Stephen Carr Looks Back on Impactful Career

Carr became a professor emeritus in January

Stephen CarrStephen Carr

Stephen Carr doesn’t have to look far to see his influence — even though his impact can be felt well beyond Northwestern Engineering.

Carr retired in January, becoming professor emeritus of materials science and engineering and chemical and biological engineering. He served as senior associate dean for undergraduate engineering at the McCormick School of Engineering from 1992 to 2015. Over those 23 years, Carr helped revamp the curriculum, shepherding Engineering First, an overhaul of the undergraduate curriculum to embrace design thinking.

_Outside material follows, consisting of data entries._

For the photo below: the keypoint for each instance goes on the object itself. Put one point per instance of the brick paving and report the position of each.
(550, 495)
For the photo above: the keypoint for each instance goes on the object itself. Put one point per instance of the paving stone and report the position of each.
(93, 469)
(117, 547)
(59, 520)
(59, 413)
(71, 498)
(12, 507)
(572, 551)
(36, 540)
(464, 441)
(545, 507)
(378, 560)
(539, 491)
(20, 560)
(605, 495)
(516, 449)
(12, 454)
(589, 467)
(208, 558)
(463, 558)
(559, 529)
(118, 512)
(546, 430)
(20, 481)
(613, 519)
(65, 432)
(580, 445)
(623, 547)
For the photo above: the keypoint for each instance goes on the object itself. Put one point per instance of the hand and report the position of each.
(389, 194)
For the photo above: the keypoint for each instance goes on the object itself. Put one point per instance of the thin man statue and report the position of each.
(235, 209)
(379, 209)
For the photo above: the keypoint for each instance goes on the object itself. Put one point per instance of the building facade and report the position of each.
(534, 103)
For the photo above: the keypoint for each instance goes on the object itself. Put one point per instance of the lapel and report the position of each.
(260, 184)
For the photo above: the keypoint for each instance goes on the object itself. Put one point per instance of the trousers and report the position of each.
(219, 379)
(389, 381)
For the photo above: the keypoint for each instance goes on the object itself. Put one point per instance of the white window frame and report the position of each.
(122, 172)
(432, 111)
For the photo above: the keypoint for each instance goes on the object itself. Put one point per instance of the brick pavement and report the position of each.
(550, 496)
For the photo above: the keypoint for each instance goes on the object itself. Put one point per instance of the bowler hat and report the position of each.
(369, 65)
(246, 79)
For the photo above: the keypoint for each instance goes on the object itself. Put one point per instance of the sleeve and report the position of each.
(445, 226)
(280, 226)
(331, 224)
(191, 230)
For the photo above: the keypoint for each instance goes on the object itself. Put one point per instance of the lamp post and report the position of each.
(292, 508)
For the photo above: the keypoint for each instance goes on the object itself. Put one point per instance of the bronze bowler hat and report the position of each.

That was the beginning of creating the culture that would eventually be called whole-brain engineering.
 
“It has franchised the whole notion that design thinking is really at the intellectual heart of anybody who’s a true engineer — a person who can translate insights from science and mathematics, new things, and then come up with a way to create something that never existed before,” Carr said. “I think that’s what I did, and I’m proud of that.”
 
Carr’s legacy at Northwestern Engineering extends to his important scientific contributions.
 
Upon arriving in Evanston in 1970 after receiving his PhD in polymer science from Case Western Reserve University, Carr started at Northwestern as assistant professor in the materials science and engineering and chemical and biological engineering departments. Carr rose to associate professor in 1973, and professor in 1978. He also served as the director of the Materials Research Center from 1984 to 1990, and as co-director of the Master of Product Design and Development Management program from 2015-2020.
 
His research focused on polymeric materials in widely varying contexts, ranging from biopolymers to electro-optically active polymers to structural polymers. Carr saw the effect of his work in two very different places.
 
Back in the 1990s, General Motors began putting sheet molding compound (SMC) into their cars to replace steel parts. A ready-to-mold glass-fiber reinforced polyester material, SMC can be made into sheets and stamped. And like steel, it can be shaped and painted but is lighter in weight.
 
Carr served as a research consultant to the Big Three automaker, and along with two colleagues, helped push SMC forward. The biggest obstacle, Carr said, wasn’t producing SMC but convincing auto makers and consumers that cars didn’t need to be made with steel, but with more plastic.
 
Around five years into the company’s use of SMC, Carr bought a Chevrolet Lumina with an SMC exterior, using many components he helped develop.
 
Carr asked the salesperson at the dealership whether any customer who was interested in making a purchase was turned off by the lack of steel.
 
“The salesman said, ‘I didn’t know it wasn’t made out of steel and the customers don’t either,’” Carr recalled.
 
Carr has also seen his work used by a much more secretive organization.
 
For almost 20 years, Carr served as chairman of the University faculty committee that oversees the Northwestern Naval Reserve Officer’s Training Corps (ROTC) unit. Two years ago, a representative of the Pentagon invited Carr to a three-day visit in San Diego to see the city’s naval installations.
 
At 5:15 a.m., Carr reported, and was driven to a dock with nuclear submarines. During the 12-hour trip, Carr climbed the sail – the large structure atop the boat – when the vessel surfaced and was about 40 feet above the water. Looking at the submarine’s hull, Carr saw a long ridge along one side of the vessel. The ridge was the towed array: an assortment of microphones pulled behind a sub with a 10-kilometer wire that goes up and down the ship in a tube that runs along the vessel. Every 100 feet is a microphone that sends back signals.
 
Carr realized the microphones are made of a piezoelectric plastic he helped develop.
 
“I saw that deployed on a submarine,” Carr said. “That was quite the sight.”